You can do the same in Python (in about the same amount of lines I suspect). The below is the core of the linked implementation (Vector Space) in 15 lines of Python. All you need is something to build a clean concordance on the search terms/documents, then just compare the terms against the documents and sort based on the return value of relation.

Actually the below implementation is usually the first non trivial thing I try to implement in any language I am learning.

  import math

  class VectorCompare:
    def magnitude(self,concordance):
      total = 0
      for word,count in concordance.iteritems():
        total += count ** 2
      return math.sqrt(total)

    def relation(self,concordance1, concordance2):
      relevance = 0
      topvalue = 0
      for word, count in concordance1.iteritems():
        if concordance2.has_key(word):
          topvalue += count * concordance2[word]
      return topvalue / (self.magnitude(concordance1) * self.magnitude(concordance2))

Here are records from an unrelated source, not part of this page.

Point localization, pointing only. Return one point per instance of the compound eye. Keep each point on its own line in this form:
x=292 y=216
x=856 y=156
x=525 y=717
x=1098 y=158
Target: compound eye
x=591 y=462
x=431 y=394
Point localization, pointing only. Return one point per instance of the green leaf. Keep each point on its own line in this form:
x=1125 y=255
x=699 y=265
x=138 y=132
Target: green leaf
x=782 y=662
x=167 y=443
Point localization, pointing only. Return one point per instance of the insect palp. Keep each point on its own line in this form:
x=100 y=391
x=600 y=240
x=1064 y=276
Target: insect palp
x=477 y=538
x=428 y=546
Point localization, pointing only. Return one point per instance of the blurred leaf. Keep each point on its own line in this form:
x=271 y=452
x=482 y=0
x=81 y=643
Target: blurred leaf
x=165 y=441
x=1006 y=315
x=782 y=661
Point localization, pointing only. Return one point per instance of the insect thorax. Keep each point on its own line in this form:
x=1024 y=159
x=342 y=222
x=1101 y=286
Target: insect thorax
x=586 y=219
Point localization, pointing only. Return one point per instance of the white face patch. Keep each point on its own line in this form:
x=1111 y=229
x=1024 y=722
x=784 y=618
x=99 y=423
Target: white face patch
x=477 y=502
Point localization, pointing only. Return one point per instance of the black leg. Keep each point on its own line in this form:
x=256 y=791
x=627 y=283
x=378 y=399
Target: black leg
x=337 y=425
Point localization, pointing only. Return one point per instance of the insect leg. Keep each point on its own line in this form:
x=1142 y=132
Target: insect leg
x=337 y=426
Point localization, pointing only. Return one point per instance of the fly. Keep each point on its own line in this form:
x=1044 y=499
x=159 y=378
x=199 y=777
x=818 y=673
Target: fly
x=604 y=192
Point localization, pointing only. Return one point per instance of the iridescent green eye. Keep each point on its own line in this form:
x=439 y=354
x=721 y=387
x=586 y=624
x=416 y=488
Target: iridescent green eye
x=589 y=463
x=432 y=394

EDIT - Was going to fork this on GitHub and make a quick Python port but corporate firewall got in the way.

boyter · on June 28, 2011

Cannot edit anymore, but here is an example I had written some time ago in Python. http://www.wausita.com/2010/08/build-vector-space-search-eng...

DrJosiah · on June 27, 2011

A bit opaque, but cute. I've got a Redis + Python version (keeps the index in Redis) that I talked about last year: http://dr-josiah.blogspot.com/2010/07/building-search-engine...

whakojacko · on June 27, 2011

As someone who works on search and is a scala fan, I'm super impressed. Next obvious question: how many lines would it take to add some sort of stemming?

felipehummel · on June 27, 2011

Maybe in a couple of lines we could do a very naive plural removal. I've seen code for stemming, they have tons of different conditions and possibillities, I guess it would be difficult to condense that into few lines.

freakinasshowl · on June 27, 2011

i don't think tf-idf relevant for tiny in-memory index >__>

felipehummel · on June 27, 2011

The index does not have to be tiny, the source code is. I tested with a 500k documents dataset.

boyter · on June 27, 2011

Out of curiosity how long did that take to index?